To add further confusion to this condition, there are currently two methods of laboratory assessment for Pyrrole Disorder; testing the urine for hydroxyhemopyrrolin-2-one (HPL), the key structural component of Mauve Factor. This is the test that has been honed and developed with specificity for Pyrolluria testing in mind. Additionally, porphyrin testing is occasionally suggested as another laboratory option when investigations for Pyrrole Disorder are warranted.


Porphyrin Testing


We all make porphyrins; they are essential structures required for the synthesis of haemoglobin and the cytochromes of energy production and liver detoxification pathways (to name a few). Naturally, we also must excrete porphyrins to prevent their build up. In orthodox medicine, a group of very rare diseases known as the Porphyrias involves the incorrect breakdown and excretion of haemoglobin. They are present is very large amounts in those with Porphyria and can be detected in blood, urine and fecal samples. The porphyrias are readily diagnosed by laboratory testing, especially at or near the time of symptoms. However, the number of tests available is very large, and the results among laboratories are not always reliable. For these reasons, it is important to locate a laboratory skilled in performing tests for Porphyria and a physician skilled in interpreting the test results.
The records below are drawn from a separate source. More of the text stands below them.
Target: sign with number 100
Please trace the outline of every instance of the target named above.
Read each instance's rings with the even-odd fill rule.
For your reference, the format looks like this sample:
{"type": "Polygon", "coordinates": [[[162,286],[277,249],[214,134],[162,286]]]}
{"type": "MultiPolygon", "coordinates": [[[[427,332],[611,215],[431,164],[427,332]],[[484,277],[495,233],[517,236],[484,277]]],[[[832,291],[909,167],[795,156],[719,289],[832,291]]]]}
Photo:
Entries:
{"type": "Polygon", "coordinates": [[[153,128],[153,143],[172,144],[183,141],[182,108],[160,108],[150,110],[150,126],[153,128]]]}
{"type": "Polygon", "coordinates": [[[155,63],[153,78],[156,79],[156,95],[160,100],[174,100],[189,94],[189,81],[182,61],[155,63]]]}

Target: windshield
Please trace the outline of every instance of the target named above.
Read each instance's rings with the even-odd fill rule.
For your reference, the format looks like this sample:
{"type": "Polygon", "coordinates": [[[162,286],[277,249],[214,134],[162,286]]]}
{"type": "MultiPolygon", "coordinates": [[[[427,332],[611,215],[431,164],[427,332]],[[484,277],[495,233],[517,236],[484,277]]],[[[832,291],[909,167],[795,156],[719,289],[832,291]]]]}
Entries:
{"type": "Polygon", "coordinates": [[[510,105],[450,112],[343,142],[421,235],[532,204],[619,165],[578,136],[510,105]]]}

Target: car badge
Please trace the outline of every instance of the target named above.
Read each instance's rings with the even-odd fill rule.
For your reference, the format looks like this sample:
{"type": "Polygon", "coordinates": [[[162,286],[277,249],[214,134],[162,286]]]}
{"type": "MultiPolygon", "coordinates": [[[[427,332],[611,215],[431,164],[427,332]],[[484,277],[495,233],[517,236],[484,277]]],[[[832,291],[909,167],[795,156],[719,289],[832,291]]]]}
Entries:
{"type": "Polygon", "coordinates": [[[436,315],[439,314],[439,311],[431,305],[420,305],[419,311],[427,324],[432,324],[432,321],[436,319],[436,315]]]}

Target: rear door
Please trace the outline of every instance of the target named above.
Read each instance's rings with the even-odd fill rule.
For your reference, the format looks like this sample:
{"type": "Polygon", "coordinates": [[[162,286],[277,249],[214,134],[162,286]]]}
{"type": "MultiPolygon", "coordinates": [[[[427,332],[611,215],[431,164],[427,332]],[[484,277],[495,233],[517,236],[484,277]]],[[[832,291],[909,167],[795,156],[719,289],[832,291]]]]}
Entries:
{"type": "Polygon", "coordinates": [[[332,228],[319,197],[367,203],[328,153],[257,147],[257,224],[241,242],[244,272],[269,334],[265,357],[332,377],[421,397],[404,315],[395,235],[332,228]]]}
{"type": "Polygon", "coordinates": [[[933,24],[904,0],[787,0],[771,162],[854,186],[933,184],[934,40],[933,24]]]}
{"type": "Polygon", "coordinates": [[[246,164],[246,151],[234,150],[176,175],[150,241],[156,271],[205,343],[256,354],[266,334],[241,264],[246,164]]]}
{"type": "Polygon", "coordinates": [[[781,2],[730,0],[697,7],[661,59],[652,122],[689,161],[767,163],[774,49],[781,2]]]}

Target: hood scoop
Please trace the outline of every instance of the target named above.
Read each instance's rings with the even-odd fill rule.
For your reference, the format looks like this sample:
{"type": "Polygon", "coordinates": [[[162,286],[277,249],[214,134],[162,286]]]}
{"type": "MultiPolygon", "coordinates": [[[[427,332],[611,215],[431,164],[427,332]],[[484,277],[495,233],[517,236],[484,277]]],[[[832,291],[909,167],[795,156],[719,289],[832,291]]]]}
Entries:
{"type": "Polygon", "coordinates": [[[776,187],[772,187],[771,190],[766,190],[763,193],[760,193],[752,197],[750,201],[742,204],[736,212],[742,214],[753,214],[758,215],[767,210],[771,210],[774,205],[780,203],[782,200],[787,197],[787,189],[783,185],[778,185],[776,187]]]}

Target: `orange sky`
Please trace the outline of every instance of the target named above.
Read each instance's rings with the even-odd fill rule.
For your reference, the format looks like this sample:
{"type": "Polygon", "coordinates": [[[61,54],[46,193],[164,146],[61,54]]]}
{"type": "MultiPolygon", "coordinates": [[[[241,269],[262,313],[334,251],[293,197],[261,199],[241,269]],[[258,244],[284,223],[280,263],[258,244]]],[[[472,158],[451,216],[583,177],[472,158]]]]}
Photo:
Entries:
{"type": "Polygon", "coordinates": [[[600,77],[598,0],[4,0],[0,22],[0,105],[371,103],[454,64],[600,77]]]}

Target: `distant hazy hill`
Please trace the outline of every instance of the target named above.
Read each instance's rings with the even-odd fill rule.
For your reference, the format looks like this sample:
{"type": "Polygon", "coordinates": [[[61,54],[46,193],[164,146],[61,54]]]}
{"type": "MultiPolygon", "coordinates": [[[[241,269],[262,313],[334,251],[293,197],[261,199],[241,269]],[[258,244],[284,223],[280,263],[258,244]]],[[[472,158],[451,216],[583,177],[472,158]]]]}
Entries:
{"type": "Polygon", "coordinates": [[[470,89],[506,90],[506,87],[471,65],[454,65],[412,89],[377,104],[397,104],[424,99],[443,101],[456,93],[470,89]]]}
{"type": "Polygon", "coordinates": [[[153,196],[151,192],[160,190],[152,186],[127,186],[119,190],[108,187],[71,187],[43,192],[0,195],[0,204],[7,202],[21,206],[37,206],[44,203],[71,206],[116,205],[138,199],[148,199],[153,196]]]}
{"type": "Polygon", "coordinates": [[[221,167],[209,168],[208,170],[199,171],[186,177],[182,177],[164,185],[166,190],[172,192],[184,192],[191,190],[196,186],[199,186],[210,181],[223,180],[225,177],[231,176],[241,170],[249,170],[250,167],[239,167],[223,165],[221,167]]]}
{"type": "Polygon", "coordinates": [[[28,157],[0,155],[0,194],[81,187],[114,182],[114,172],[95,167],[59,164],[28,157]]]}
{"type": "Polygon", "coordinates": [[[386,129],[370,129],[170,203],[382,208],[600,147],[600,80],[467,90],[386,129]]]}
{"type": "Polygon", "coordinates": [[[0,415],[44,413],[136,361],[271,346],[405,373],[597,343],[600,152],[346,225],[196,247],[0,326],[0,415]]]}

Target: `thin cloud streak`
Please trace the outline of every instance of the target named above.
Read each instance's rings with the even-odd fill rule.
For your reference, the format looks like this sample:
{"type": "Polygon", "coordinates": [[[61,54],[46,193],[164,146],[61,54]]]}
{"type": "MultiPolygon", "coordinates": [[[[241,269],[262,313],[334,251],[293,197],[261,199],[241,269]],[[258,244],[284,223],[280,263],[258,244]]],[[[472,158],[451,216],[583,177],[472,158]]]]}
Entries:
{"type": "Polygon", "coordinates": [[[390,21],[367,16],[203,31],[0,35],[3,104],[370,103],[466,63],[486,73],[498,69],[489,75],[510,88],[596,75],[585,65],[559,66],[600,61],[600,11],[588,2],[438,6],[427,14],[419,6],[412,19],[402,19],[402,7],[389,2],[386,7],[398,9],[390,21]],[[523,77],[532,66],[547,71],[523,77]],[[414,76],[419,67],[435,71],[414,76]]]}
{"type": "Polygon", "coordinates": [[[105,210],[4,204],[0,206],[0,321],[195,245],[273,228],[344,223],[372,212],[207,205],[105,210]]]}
At present, some laboratories offer porphyrin testing as an alternative to pyrrole testing. Both the porphyrin structures and pyrrole structures are breakdown products of haemoglobin; porphyrins can simply be broken down further into pyrroles. Arguments in favor of porphyrin testing are that the structures tested are relatively stable, though it is not specific for Pyrrole Disorder. With pyrrole testing, if followed correctly it is highly specific for Pyrrole Disorder, but the substance tested is very fragile and prone to breakdown if not handled correctly by patients and lab staff.

Pyrrole Testing

Reliable pathology testing for Pyrroluria is available both in Australia and overseas. The testing method is based on urine analysis and determines if the patients urine a) tests positive for the presence of excessive amounts pyrroles and b) determines (quantifies) the actual level present in the urine. Pathology testing is essential for both adults and children with Pyrroluria, and correct diagnosis is essential to rule out other possible conditions that can often present in the same way.


Laboratory research into Pyrroluria has been occurring since the early 1970’s, with pathology testing becoming more sensitive and specific in that time. Original research thought that Mauve Factor was a chemical compound known as kryptopyrrole. However, as technology has improved it has been identified that a related compound, hydroxyhemopyrrolin-2-one (HPL) is the key structural component of Mauve Factor. Laboratories will usually be looking to detect HPL in their testing methods. Pyrroles are excreted from the body in urine, so this test is a reliable marker for detection of this metabolic condition.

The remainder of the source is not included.